Richard Serra, “Tilted Arc” (1981) (via

Even where the critics, and artists in general, have not swallowed this Kool-Aid, they have exhibited a remarkable patience, one might even say an inexplicable tolerance, for Koons’s work and for the rhetoric he has generated around it over the years. In all the time I have been in the art world (a very tiny place growing tinier everyday despite its global economic affectations), I have never witnessed such tolerance, such patience, for any one artist, for any one modality of art — let’s call it neo-Pop, or, more accurately, Super-Kitsch — which has basically taken hold of this subset of the cultural world-at-large like a virus, simply not allowing itself to be countered or subverted, neither from outside nor from the inside (David Salle’s concept of subversive complicity notwithstanding).
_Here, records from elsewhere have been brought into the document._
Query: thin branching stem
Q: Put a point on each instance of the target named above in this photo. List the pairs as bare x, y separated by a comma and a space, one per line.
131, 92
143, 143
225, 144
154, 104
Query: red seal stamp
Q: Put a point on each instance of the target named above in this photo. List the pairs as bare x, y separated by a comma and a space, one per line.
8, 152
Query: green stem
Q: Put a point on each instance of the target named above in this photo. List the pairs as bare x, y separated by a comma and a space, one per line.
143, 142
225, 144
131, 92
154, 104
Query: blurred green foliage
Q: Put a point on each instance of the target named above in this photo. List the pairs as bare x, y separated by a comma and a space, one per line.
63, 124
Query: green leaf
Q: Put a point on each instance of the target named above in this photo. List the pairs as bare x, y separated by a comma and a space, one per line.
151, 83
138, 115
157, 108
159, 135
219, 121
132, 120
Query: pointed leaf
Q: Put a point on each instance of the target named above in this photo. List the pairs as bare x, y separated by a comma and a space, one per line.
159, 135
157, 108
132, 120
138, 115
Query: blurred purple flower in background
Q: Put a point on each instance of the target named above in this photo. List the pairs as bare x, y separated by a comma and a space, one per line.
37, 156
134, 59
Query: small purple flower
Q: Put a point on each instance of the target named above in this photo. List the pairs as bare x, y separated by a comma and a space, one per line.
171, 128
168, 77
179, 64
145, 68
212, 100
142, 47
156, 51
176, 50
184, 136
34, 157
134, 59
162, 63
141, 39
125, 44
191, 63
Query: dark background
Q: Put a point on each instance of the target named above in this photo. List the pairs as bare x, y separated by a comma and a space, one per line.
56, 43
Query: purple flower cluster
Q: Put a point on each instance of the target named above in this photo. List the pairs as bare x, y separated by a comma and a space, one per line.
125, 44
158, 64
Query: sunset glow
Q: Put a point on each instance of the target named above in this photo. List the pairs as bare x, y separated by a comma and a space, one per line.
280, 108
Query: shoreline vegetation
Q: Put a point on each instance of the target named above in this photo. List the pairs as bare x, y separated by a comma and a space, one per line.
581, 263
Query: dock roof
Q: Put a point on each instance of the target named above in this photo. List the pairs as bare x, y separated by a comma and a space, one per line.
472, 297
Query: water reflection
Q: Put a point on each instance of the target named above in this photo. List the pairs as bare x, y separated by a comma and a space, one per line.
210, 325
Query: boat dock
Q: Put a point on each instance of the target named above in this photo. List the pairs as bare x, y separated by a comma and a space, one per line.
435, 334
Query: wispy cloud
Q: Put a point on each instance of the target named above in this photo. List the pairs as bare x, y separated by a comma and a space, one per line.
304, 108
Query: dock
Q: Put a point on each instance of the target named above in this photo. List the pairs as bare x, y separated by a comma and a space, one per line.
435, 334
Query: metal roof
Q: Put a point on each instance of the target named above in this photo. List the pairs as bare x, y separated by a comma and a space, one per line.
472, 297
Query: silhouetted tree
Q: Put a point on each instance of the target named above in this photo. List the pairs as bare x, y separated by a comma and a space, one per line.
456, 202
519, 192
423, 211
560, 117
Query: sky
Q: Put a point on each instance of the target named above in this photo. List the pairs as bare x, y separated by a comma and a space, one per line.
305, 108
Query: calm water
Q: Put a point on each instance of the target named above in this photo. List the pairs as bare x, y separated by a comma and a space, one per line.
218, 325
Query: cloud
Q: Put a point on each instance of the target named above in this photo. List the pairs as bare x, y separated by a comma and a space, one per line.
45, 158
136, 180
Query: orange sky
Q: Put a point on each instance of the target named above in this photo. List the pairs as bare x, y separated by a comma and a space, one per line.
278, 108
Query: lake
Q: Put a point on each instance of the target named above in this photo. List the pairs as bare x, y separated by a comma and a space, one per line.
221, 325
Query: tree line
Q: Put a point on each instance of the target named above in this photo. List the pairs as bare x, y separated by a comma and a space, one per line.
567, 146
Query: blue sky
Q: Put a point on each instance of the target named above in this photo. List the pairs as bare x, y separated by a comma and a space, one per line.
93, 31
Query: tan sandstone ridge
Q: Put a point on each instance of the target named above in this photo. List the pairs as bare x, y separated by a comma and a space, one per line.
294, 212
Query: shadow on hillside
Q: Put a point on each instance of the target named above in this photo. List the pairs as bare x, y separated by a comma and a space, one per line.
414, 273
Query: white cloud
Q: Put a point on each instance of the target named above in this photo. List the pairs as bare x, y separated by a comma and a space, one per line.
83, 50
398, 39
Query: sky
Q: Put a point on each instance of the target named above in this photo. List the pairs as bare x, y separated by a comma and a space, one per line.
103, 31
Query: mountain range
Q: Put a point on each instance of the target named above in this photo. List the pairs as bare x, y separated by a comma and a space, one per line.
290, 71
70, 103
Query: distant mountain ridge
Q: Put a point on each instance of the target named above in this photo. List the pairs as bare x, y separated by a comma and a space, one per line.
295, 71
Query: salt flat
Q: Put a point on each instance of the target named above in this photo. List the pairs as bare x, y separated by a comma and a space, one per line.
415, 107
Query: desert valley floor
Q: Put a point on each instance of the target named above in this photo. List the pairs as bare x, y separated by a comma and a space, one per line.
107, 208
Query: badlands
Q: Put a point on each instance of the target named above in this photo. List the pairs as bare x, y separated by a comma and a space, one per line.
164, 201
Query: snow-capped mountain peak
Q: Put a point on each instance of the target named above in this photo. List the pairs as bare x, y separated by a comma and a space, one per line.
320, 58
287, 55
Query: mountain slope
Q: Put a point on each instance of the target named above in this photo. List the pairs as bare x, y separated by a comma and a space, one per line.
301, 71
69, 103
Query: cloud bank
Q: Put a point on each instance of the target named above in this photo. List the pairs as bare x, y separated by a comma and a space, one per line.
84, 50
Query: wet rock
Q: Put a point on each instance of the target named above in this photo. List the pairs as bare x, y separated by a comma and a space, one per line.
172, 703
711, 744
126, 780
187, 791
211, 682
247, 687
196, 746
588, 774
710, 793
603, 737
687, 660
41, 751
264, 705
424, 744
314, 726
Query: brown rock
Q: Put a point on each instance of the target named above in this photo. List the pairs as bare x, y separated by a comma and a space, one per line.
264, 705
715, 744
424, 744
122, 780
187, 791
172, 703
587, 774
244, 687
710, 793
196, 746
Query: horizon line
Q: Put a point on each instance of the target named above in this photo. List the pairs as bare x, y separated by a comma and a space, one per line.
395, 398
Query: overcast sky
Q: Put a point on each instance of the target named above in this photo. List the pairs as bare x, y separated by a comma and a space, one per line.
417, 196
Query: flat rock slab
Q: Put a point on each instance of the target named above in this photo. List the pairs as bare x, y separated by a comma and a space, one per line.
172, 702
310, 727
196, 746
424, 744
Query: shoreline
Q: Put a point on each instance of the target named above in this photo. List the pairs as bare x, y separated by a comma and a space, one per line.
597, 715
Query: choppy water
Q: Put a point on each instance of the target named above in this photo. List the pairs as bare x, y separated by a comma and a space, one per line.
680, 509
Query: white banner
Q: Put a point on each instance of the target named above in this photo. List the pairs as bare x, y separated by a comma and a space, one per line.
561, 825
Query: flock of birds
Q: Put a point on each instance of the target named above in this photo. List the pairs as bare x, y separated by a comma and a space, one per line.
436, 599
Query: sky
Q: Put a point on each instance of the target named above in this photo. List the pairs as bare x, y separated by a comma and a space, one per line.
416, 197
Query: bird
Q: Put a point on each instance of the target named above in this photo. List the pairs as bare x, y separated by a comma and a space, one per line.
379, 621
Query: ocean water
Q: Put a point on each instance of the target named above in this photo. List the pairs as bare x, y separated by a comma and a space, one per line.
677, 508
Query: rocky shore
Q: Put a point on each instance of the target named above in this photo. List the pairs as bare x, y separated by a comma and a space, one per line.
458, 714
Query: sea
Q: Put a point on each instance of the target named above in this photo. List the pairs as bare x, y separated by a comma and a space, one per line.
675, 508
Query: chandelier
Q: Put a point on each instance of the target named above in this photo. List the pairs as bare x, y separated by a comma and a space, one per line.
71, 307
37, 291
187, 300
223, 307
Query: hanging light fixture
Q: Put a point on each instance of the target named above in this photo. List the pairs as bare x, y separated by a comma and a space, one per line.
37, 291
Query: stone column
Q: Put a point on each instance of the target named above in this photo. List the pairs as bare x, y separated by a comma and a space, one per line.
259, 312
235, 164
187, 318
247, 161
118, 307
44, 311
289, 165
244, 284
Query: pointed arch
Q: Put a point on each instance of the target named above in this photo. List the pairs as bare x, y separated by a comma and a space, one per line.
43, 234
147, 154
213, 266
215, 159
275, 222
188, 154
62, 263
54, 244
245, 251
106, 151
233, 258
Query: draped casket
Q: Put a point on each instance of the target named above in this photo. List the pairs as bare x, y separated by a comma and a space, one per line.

Even Richard Prince, with the exception of his best work (the early photography) from the late 1970s and early 1980s, has succumbed to a version of this modality. If you think the drone of Hip Hop, with all of its pseudo-dialectical racism in tow, is the only kind of music out there, because that is all that is funneled through the media and Pop Culture, controlled as these are by certain corporate interests, then you must also think the only artists who matter out there right now are the ones represented by galleries or, in this case, major labels. Think about the uproar and debacle surrounding “Tilted Arc,” a work of art by Richard Serra stationed on Foley Federal Plaza in Manhattan in 1981. Whether you were for or against it — this ominous, hulking thing which mutely imposed itself on the office workers when they congregated on the Plaza, usually during their lunch hour, and generally blocking the flow of pedestrian traffic — you knew in your heart (that inconsequential organ with no philosophical basis or reality) that this was really about the limited and oppressive nature of Minimal, and even Postminimal, art (with the possible exceptions of Hesse, Smithson, and Nauman), and that the culture had had enough of Judd’s ridiculous pronouncements about the end of art, a movement which was so utterly and inherently corporate in nature. A ‘movement’ surpassed in the ludicrousness of its ethical claims only by Kosuth and ‘his’ followers. What had come to pass was not the end of art but the end of a certain period or kind of art — thankfully.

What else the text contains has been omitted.